Brownsville spent her entire, brief Navy career assigned to the Commander, Western Sea Frontier. From September 1944 to April 1945, she served in the Southern California Sector, operating out of San Diego. She conducted barrier patrols and escorted coastal shipping in addition to amphibious training and anti-submarine warfare exercises. After April 1945, the patrol frigate moved to the Northern California Sector and, after a brief assignment patrolling off the entrance to San Francisco Bay, began weather patrols and planeguard duty out of San Francisco. That duty, punctuated by repair periods at Treasure Island, lasted until 15 April 1946, when she was decommissioned, turned over to the Coast Guard on a loan basis, and commissioned as USCGC Brownsville.

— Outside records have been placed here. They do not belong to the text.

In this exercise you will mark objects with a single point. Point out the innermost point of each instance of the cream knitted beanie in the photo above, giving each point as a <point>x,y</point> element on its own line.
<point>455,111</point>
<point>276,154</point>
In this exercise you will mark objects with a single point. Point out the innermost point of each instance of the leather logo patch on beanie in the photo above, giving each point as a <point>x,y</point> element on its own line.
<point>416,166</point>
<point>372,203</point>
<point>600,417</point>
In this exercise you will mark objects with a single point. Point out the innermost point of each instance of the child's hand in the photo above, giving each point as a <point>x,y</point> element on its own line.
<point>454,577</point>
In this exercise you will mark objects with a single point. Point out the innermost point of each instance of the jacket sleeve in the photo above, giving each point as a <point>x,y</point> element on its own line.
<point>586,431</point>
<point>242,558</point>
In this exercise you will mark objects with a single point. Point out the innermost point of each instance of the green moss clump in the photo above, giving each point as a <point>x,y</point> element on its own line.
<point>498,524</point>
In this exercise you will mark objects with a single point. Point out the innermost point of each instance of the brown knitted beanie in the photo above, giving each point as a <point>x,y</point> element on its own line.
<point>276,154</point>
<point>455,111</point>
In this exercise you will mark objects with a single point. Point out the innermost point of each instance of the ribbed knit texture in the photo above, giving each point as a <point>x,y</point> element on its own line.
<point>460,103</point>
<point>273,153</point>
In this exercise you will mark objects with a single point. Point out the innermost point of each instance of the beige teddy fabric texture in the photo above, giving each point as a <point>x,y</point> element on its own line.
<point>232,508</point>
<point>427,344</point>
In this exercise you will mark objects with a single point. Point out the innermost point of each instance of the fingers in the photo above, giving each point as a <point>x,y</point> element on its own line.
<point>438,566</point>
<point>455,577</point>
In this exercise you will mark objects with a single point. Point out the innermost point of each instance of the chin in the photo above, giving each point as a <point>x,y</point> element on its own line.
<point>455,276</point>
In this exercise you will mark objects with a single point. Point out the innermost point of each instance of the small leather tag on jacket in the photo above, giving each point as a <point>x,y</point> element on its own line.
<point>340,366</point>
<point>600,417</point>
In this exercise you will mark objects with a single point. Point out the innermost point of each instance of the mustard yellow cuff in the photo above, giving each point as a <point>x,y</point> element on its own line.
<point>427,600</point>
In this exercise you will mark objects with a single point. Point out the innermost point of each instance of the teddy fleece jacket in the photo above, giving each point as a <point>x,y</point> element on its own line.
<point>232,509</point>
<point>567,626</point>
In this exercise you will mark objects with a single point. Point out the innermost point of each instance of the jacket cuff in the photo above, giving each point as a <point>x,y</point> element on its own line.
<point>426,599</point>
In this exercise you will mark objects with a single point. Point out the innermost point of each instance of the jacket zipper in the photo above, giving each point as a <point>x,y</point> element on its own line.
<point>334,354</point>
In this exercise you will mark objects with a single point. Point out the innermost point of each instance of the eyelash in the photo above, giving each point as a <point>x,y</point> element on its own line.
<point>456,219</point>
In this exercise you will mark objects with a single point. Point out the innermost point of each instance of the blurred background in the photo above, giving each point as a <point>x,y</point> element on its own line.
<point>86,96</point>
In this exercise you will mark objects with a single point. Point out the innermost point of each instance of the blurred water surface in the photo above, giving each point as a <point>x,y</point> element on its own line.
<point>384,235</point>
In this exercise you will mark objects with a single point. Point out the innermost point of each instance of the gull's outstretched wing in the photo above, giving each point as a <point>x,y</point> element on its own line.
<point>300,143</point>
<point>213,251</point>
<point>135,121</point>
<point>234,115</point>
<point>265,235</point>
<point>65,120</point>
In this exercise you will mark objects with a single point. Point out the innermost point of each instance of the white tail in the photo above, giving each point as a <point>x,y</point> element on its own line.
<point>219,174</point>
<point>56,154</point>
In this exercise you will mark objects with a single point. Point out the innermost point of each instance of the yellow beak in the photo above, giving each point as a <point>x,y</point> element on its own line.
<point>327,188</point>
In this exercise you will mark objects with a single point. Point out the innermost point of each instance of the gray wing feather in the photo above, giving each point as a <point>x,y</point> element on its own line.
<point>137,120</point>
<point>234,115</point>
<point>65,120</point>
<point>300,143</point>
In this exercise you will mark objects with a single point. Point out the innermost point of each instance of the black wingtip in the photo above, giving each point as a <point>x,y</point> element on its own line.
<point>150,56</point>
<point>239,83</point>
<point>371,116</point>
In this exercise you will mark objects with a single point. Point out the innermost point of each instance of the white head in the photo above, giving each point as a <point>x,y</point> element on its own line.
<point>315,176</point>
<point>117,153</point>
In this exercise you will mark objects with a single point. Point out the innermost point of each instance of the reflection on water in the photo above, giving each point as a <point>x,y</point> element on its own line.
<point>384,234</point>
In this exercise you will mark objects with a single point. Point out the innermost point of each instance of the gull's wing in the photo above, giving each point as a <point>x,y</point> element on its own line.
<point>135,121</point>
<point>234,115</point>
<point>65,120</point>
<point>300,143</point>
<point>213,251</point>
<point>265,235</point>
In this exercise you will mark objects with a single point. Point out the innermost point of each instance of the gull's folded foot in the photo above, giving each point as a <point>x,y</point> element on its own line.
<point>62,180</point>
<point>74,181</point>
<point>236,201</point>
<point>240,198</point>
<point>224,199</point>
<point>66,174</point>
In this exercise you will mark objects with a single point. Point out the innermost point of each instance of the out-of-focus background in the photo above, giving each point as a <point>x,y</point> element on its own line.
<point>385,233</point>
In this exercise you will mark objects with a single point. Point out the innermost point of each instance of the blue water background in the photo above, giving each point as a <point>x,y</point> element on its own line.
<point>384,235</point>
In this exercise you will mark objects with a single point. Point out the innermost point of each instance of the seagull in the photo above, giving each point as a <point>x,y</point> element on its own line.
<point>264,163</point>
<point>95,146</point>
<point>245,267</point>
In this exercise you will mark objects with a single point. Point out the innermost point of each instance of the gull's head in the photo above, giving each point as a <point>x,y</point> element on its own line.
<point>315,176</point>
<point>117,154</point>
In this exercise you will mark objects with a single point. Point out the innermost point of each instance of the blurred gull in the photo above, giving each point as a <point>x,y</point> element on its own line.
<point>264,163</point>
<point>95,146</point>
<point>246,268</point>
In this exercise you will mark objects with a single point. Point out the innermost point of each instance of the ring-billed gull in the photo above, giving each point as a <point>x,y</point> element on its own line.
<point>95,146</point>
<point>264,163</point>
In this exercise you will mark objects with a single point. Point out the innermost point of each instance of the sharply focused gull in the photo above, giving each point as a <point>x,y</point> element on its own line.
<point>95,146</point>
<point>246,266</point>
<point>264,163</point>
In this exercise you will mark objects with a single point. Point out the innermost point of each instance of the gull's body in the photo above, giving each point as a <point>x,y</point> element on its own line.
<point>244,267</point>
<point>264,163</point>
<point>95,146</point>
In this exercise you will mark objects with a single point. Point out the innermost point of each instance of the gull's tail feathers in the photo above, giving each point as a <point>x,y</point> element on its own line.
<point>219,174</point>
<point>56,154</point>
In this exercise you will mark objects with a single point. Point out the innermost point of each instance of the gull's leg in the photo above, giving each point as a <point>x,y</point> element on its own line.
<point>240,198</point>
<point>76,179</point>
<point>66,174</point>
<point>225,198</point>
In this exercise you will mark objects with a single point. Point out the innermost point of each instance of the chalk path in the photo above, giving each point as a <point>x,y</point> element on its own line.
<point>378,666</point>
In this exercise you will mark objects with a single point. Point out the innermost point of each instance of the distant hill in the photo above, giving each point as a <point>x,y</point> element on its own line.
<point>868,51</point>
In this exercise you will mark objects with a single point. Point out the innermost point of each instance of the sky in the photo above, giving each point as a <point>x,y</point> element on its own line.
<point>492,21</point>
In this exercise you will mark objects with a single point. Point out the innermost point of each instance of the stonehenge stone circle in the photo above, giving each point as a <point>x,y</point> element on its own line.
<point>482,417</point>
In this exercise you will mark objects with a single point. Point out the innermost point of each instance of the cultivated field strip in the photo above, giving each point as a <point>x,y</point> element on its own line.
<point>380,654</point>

===United States Coast Guard===
The Coast Guard made use of her only until the following August. On 2 August 1946, she was decommissioned once more and later returned to the Navy. Declared surplus to the needs of the Navy, Brownsville was berthed at Seattle, Washington, for more than a year. Her name was struck from the Navy List on 25 September 1946, and she was sold to the Franklin Shipwrecking Company on 30 September 1947, for scrapping.